Elon Musk announced this morning that he offered to buy Twitter for $43 billion. Just last week, he bought 9.2% of the company for $3 billion, then declined a board seat. Conveniently enough, the controversial CEO of Tesla and SpaceX was already preparing to speak at the TED2022 conference for a conversation that was in such high demand that TED made the livestream available to the public.
In the first question of the session, TED head Chris Anderson immediately asked Musk why he made an offer to buy Twitter.
“I think it’s very important for there to be an inclusive arena for free speech. Twitter has become kind of a de facto town square, so it’s really important that people have both the reality and the perception that they are able to speak freely within the bounds of the law,” he said, after jokingly trying to deflect the question to talk about the movie “Ted,” which stars a talking bear.
Anderson pointed out that Musk identifies as a “free speech absolutist.” Musk understands that Twitter must adhere to US laws (it’s illegal to yell “fire!” in a movie theater if there is no fire, for example), but he thinks that “if someone you don’t like is allowed to say something you don’t like, if that is the case, then we have free speech.”

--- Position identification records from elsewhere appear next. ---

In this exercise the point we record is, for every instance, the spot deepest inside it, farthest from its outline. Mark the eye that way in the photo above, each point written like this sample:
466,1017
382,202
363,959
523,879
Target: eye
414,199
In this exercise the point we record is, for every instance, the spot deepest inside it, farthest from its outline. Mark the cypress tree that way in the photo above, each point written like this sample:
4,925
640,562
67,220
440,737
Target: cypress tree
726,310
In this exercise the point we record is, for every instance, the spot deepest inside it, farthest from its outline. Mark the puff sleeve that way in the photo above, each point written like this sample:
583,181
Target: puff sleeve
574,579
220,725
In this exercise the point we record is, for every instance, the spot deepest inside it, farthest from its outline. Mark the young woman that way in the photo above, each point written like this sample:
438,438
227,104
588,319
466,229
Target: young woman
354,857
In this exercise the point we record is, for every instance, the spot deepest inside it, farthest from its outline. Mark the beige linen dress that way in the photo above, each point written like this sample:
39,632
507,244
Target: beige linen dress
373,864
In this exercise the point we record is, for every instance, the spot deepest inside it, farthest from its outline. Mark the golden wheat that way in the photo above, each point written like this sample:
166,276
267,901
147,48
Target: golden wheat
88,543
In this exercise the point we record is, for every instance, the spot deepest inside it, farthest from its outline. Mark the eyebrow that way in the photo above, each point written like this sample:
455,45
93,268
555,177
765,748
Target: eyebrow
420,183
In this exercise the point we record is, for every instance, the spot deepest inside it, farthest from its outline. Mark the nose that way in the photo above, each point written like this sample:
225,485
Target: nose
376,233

Of course, it is not against the rules to disagree with someone on Twitter, but the rules do prohibit things like hate speech, targeted harassment, and COVID-19 misinformation, so it’s unclear what kind of changes Musk would actually want to make to the platform’s rules. He said he wants Twitter to match the laws of the country it’s operating in, which mirrors the approach that platforms like Parler and Truth Social are taking. He added that he thinks it’s ok to put users “in time out,” but that permanent bans aren’t productive.
Musk added that he wants Twitter’s code, including its algorithm, to be available on Github. Several US legislators have called for greater transparency around social media algorithms, especially in the wake of former Facebook employee Frances Haugen’s document leaks, which show that Facebook favors content that’s more likely to incite anger.
Musk also wants to reduce spam on the platform.